When your tires are low or lose their pressure while towing, you need to know right away. A tire pressure monitoring system like Pressure Pro can tell you almost instantly when a tire has flatted. If you don’t know it and continue towing, the tire tread can become like a whip and destroy the inside of your trailer’s wheel well. We saw a Bambi in Bozeman, MT, with damaged wiring and plumbing in the wheel well. Pretty expensive, I’ve heard the repairs can reach $three thousand or more. You can find other tire pressure monitors at some tire dealers and on Amazon.com.

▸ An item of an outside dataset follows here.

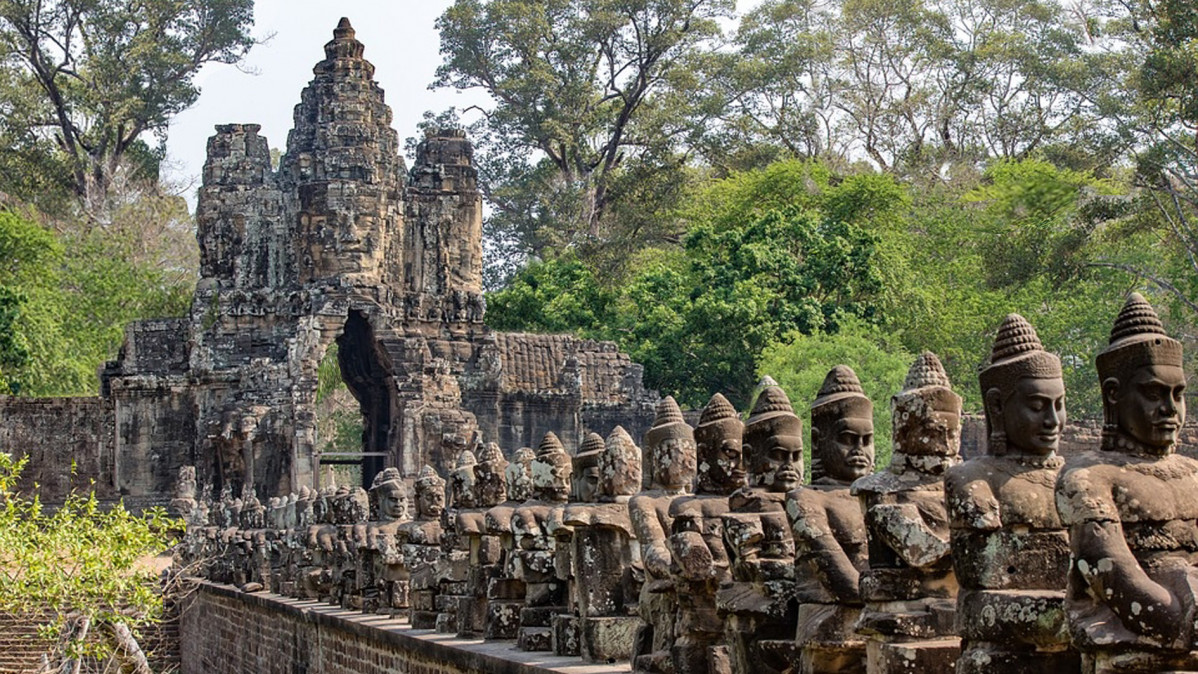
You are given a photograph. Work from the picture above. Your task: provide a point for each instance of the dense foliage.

These seem pricey at $400 but remember, you are likely to avert serious damage to your wheel and RV if you quickly detect loss of tire pressure.

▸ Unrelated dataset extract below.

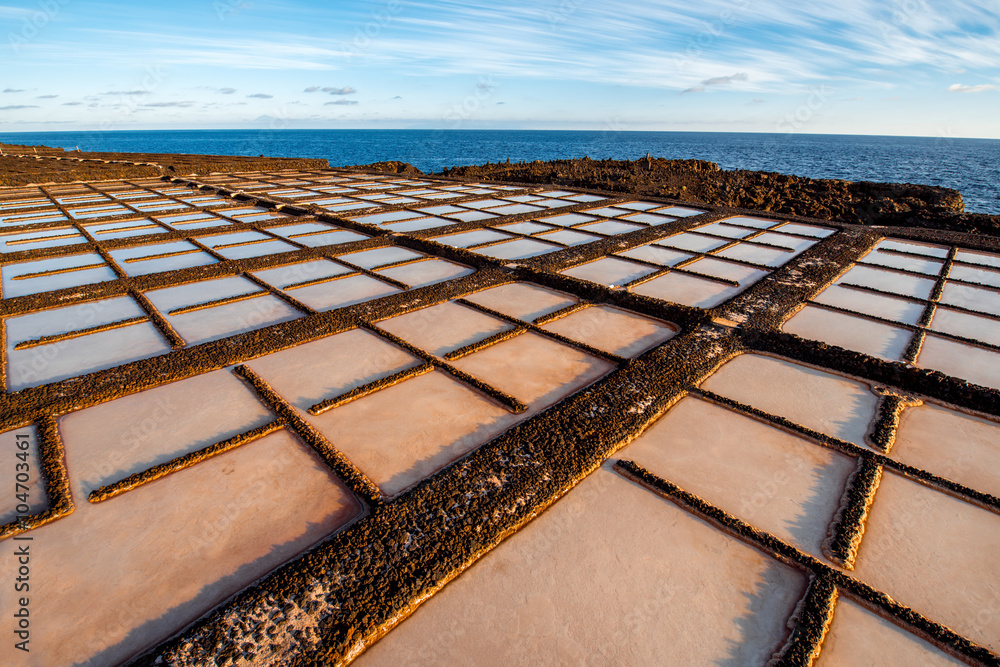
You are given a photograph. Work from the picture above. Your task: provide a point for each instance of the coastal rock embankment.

I’d ONLY use trailer tires for my trailer. They are designed for the stresses a trailer places on the tires. Trailer tires ARE different. And I do NOT use maximum air pressure on my tires when towing. I use Goodyear’s tire pressure chart to match my trailer’s axles weight and tire to the recommended (by Goodyear, the tire’s manufacturer) tire pressure. Why wouldn’t I believe a huge successful company’s engineering?
So, for my trailer and tire (if a Goodyear), here’s how it would work. I know, from weighing at Flying J or other truck stop’s CAT scales (costs $9.00) my trailer’s weight is 6,000 pounds (ignoring the hitch weight at the truck’s rear — just considering the weight on the tires). If that weight was equally distributed on my trailer’s four tires then I would have 1,500 pounds load on each tire. My tires are ST225 75R 15.

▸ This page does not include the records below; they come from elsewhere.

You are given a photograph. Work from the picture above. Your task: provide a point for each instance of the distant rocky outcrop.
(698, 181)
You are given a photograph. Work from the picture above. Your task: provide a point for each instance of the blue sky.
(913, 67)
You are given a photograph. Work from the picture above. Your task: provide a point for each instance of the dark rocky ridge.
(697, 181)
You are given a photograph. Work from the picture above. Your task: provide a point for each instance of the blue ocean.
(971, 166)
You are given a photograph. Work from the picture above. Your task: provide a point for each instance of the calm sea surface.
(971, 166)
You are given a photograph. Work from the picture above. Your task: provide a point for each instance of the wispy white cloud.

This, according to the chart, calls for at least 30 psi air pressure. BUT, my trailer’s weight distribution is probably not ideal and I’ve never had each tire’s load weighed separately (you can do it, but I’ve never encountered it). So let’s say I have half-again the weight on a pair of the tires (a high enough exaggeration since it means one side of the trailer weighs 4,500 pounds and the other side only 1,500 pounds). So 1,500 plus 750 is 2,250 pounds load on each tire.
The chart for my ST225 75R 15 tires now calls for at least 55 psi. Not the maximum pressure of 65 psi, which is required for the tires’ maximum rated load of 2,540 pounds each.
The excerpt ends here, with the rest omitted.